Lin Qing se puso de pie y dijo: "¡Muy bien, la película ha terminado, ahora vamos al Cielo!"

"Mmm." Ao Bing asintió.

Un objeto de aspecto ordinario apareció en la mano de Lin Qing. Una pizca de energía espiritual se inyectó en él, e instantáneamente, brilló con una luz dorada.

El mar estaba revuelto, con una violenta tormenta y un cielo sombrío, como si fuera el fin del mundo.

De repente, un rayo de luz de siete colores descendió del cielo, atravesando las nubes oscuras y desapareciendo en el mar, hasta llegar al palacio del dragón de las profundidades marinas.

En el instante en que apareció el rayo de luz de siete colores, el viento cesó, la lluvia cesó, las nubes oscuras se dispersaron y un cielo azul despejado apareció ante nuestros ojos.

El rayo de luz de siete colores envolvió a Lin Qing y Ao Bing. De repente, Lin Qing soltó la ficha que tenía en la mano, y esta salió volando, convirtiéndose en un rayo de luz que desapareció en el cielo.

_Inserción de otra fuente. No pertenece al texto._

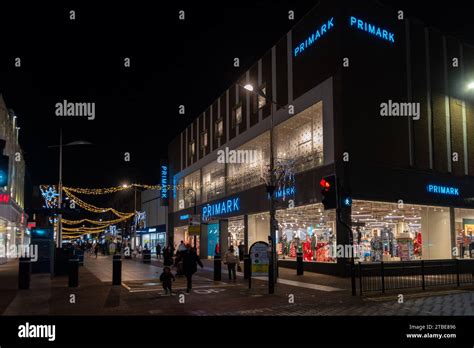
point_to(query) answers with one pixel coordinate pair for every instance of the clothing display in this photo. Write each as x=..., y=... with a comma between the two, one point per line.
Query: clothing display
x=384, y=244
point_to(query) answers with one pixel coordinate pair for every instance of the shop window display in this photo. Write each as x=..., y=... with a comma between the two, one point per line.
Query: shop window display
x=192, y=181
x=236, y=230
x=300, y=138
x=309, y=230
x=213, y=181
x=400, y=233
x=242, y=176
x=464, y=226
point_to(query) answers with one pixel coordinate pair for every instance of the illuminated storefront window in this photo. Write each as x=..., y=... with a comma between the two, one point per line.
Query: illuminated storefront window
x=464, y=227
x=242, y=176
x=213, y=181
x=300, y=138
x=310, y=230
x=392, y=232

Antes de que Lin Qing pudiera investigar, una fuerza de atracción apareció en el pilar de luz. Sin duda, su propósito era llevarlos a ambos a la Corte Celestial.

Lin Qing dejó de resistirse y le dijo a Ao Bing: "Bing'er, no te resistas. Esta fuerza nos va a llevar a la Corte Celestial".

Ao Bing: "Sí, tío segundo."

En el instante en que ambos dejaron de resistir, ellos, al igual que las fichas que tenían delante, se convirtieron en un rayo de luz y desaparecieron en el cielo.

Misión principal del capítulo 363 completada (¡Suscríbete, vota por los boletos mensuales y recomienda!)

Palacio Taiwei Yuqing.

El Emperador de Jade se encontraba al borde del precipicio, contemplando las nubes que se arremolinaban a sus pies. Con un suave movimiento de su mano izquierda, las nubes se dispersaron.

Aunque las nubes y la niebla habían desaparecido, y todo lo que había debajo era una vasta extensión blanca, el Emperador de Jade dijo en voz baja: "Mira allá abajo".

Ao Bing bajó la mirada y dijo: "No hay nada ahí, no puedo ver nada".

El Emperador de Jade agitó de nuevo su mano izquierda y dijo con una sonrisa: "Echa otro vistazo".

Lo que originalmente era una extensión blanca se convirtió de repente en imágenes borrosas que luego se ampliaron rápidamente.

Al cabo de un rato, la imagen finalmente se hizo nítida y se reveló lo que parecía ser una escena en el interior de un pequeño pueblo.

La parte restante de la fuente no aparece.